La pasividad de demasiados gobernantes españoles ante los desafíos separatistas que han venido sucediéndose, cada vez con mayor intensidad, demuestra su desconocimiento alarmante de la teoría del Estado y de la soberanía que lo sostiene. Aún más grave es que a esa pasividad se hayan ido sumando reformas legislativas que han configurado un Estado indefenso ante tales desafíos; traté de explicarlo en un reciente artículo titulado «El Estado indefenso»; en otro, «Los vericuetos de la soberanía», intenté aclarar el mecanismo ladino de ese superiorem non recognoscere nec habere en que consiste básicamente, pero que es insuficiente del todo para llegar a ostentarla; no basta con proclamarse soberano porque soberano es sólo el poder que solicita y obtiene la obediencia preferente del sustrato social común a todos los poderes que aspiran a ella.

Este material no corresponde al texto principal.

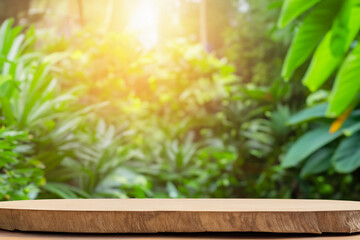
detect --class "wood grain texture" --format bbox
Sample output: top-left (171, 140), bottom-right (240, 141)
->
top-left (0, 199), bottom-right (360, 233)
top-left (0, 230), bottom-right (360, 240)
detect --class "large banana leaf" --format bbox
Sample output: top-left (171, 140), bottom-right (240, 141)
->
top-left (281, 126), bottom-right (343, 167)
top-left (303, 5), bottom-right (360, 91)
top-left (327, 44), bottom-right (360, 117)
top-left (278, 0), bottom-right (321, 27)
top-left (281, 0), bottom-right (341, 80)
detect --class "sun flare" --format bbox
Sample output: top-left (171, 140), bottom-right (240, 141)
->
top-left (128, 0), bottom-right (158, 49)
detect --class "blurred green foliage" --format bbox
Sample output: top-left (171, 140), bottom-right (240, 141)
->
top-left (0, 0), bottom-right (360, 200)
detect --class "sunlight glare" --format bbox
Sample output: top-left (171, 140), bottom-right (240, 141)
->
top-left (129, 0), bottom-right (158, 49)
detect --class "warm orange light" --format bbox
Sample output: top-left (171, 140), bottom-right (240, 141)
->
top-left (128, 0), bottom-right (159, 49)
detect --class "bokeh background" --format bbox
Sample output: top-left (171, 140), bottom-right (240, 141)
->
top-left (0, 0), bottom-right (360, 200)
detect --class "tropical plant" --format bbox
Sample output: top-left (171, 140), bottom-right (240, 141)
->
top-left (0, 127), bottom-right (45, 201)
top-left (278, 0), bottom-right (360, 117)
top-left (279, 0), bottom-right (360, 180)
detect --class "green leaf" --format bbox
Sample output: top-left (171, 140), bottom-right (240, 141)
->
top-left (300, 148), bottom-right (333, 177)
top-left (303, 7), bottom-right (360, 91)
top-left (332, 134), bottom-right (360, 173)
top-left (287, 103), bottom-right (328, 125)
top-left (278, 0), bottom-right (321, 28)
top-left (281, 0), bottom-right (341, 80)
top-left (330, 0), bottom-right (355, 56)
top-left (326, 44), bottom-right (360, 117)
top-left (281, 126), bottom-right (342, 168)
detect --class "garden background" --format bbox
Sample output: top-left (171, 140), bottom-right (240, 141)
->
top-left (0, 0), bottom-right (360, 200)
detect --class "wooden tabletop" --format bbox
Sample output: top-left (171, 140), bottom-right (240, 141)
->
top-left (0, 230), bottom-right (360, 240)
top-left (0, 199), bottom-right (360, 234)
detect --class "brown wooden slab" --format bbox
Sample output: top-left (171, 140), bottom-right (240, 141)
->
top-left (0, 230), bottom-right (360, 240)
top-left (0, 199), bottom-right (360, 233)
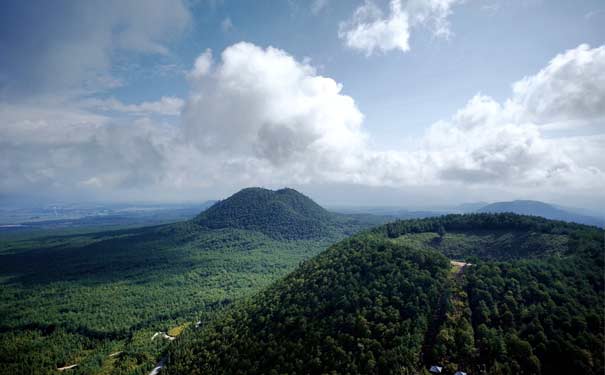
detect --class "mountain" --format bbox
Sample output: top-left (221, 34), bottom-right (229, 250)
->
top-left (194, 188), bottom-right (334, 238)
top-left (477, 200), bottom-right (604, 227)
top-left (166, 214), bottom-right (605, 375)
top-left (0, 188), bottom-right (384, 375)
top-left (193, 187), bottom-right (389, 240)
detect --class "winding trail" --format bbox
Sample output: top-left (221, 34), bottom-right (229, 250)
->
top-left (420, 260), bottom-right (471, 368)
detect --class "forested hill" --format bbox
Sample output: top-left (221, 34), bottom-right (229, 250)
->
top-left (193, 188), bottom-right (367, 239)
top-left (0, 189), bottom-right (384, 375)
top-left (477, 200), bottom-right (605, 228)
top-left (167, 214), bottom-right (605, 375)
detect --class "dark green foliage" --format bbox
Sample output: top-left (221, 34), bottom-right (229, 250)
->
top-left (194, 188), bottom-right (354, 239)
top-left (169, 237), bottom-right (449, 374)
top-left (467, 257), bottom-right (605, 374)
top-left (0, 203), bottom-right (372, 374)
top-left (168, 214), bottom-right (605, 375)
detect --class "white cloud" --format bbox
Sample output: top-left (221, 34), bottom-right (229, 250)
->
top-left (183, 42), bottom-right (364, 178)
top-left (188, 48), bottom-right (212, 80)
top-left (512, 44), bottom-right (605, 124)
top-left (338, 0), bottom-right (458, 56)
top-left (81, 96), bottom-right (185, 116)
top-left (338, 0), bottom-right (410, 56)
top-left (0, 0), bottom-right (191, 100)
top-left (221, 17), bottom-right (233, 33)
top-left (0, 42), bottom-right (605, 207)
top-left (311, 0), bottom-right (328, 15)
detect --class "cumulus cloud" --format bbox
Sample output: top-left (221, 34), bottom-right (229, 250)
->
top-left (183, 43), bottom-right (364, 175)
top-left (338, 0), bottom-right (457, 56)
top-left (311, 0), bottom-right (328, 15)
top-left (221, 17), bottom-right (233, 33)
top-left (81, 96), bottom-right (185, 116)
top-left (0, 0), bottom-right (191, 99)
top-left (512, 44), bottom-right (605, 124)
top-left (0, 105), bottom-right (174, 197)
top-left (188, 48), bottom-right (217, 80)
top-left (0, 42), bottom-right (605, 206)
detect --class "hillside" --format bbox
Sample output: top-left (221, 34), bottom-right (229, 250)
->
top-left (193, 188), bottom-right (378, 240)
top-left (476, 200), bottom-right (605, 227)
top-left (167, 214), bottom-right (605, 375)
top-left (0, 189), bottom-right (381, 375)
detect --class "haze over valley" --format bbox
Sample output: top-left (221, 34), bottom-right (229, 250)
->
top-left (0, 0), bottom-right (605, 375)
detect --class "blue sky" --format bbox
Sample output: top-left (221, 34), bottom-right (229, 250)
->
top-left (0, 0), bottom-right (605, 206)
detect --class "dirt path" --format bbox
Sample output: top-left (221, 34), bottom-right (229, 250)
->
top-left (149, 357), bottom-right (166, 375)
top-left (57, 363), bottom-right (78, 371)
top-left (420, 260), bottom-right (471, 368)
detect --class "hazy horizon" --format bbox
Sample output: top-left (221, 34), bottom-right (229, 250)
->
top-left (0, 0), bottom-right (605, 211)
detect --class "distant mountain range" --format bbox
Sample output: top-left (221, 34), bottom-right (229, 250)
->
top-left (477, 200), bottom-right (604, 227)
top-left (334, 200), bottom-right (605, 227)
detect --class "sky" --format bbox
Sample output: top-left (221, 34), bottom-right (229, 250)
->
top-left (0, 0), bottom-right (605, 210)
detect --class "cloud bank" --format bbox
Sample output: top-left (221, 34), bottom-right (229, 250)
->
top-left (338, 0), bottom-right (458, 56)
top-left (0, 42), bottom-right (605, 206)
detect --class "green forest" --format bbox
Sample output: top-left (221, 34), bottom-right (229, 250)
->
top-left (0, 188), bottom-right (605, 375)
top-left (167, 214), bottom-right (605, 375)
top-left (0, 189), bottom-right (380, 374)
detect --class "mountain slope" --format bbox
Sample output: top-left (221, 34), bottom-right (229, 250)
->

La aspiración separatista suele estar condenada al fracaso en los estados modernos, precisamente porque es incapaz de obtener esa obediencia preferente del substrato social común del que forma parte. Esa aspiración siempre será minoritaria en esos estados e incluso en el territorio que se pretende escindir rara vez obtendrá una obediencia abrumadoramente mayoritaria y deberá contentarse con un porcentaje apenas similar al de aquellos que la repudian.

Así las cosas y en nuestro país, hay quienes piensan que debe darse un enfoque político a la situación de desafío a la legalidad que una parte de los representantes políticos de una Comunidad autónoma plantea al Estado del que forma parte y de cuya Constitución deriva su legitimidad. Yo entiendo que sí, siempre que dicho enfoque sea el políticamente correcto y parta del supuesto de la lealtad constitucional y del respeto a la legalidad; si el «enfoque político» se lleva a cabo en un contexto de rebelión institucional, no; por eso pienso que la respuesta debe ser ante todo jurídica: es impensable que un Estado negocie su supervivencia como tal y las aspiraciones separatistas precisamente tratan de impedirla. Sería paradójico que un Estado negociara su disolución con quienes la desean: el mundo al revés. Dos grandes estadistas explicaron la inanidad de ciertos enfoques políticos apaciguadores. Adenauer dijo que «la mejor manera de apaciguar a un tigre es dejarse devorar por él» y Churchill señaló que «es inútil tratar de apaciguar a un tigre dándole comida para gatos.»

El nacionalismo es una doctrina inventada en Europa a principios del siglo XIX, como explicó Elie Kedourie en 1960 en su famoso libro «Nationalism». Nietzsche escribió: «es bien sabido que nacionalismo y ciencia son cosas que se contradicen, aunque los falsos monederos de la política nieguen ocasionalmente ese saber». Aldington explicó que «el patriotismo es un sentimiento acendrado de responsabilidad colectiva. El nacionalismo, el necio cacareo de un gallo sobre su propia pila de estiércol».

Lo que el Gobierno del Estado debería hacer cuanto antes es activar el mecanismo del artículo 155 de la Constitución y suspender la autonomía de la Comunidad autónoma de Cataluña siquiera por aquello de Humpty-Dumpty en Alicia en el País de las Maravillas: «la cuestión es saber quién manda aquí; eso es todo», pero, además, porque una vez apartados de los cargos y prebendas que les facilita la Constitución española que ponen en entredicho tal vez se lo pensaran dos veces antes de seguir adelante con su deriva a ninguna parte. Por cierto que el tan cacareado «derecho a decidir» no es tal, porque el Derecho internacional vigente sólo lo reconoce «a los pueblos sometidos a dominación colonial», como rezan las Resoluciones de la Asamblea General de las Naciones Unidas 1514(XV) y 2625(XXV). La pretensión de que ese sea el caso de la Comunidad Autónoma de Cataluña se antoja delirante.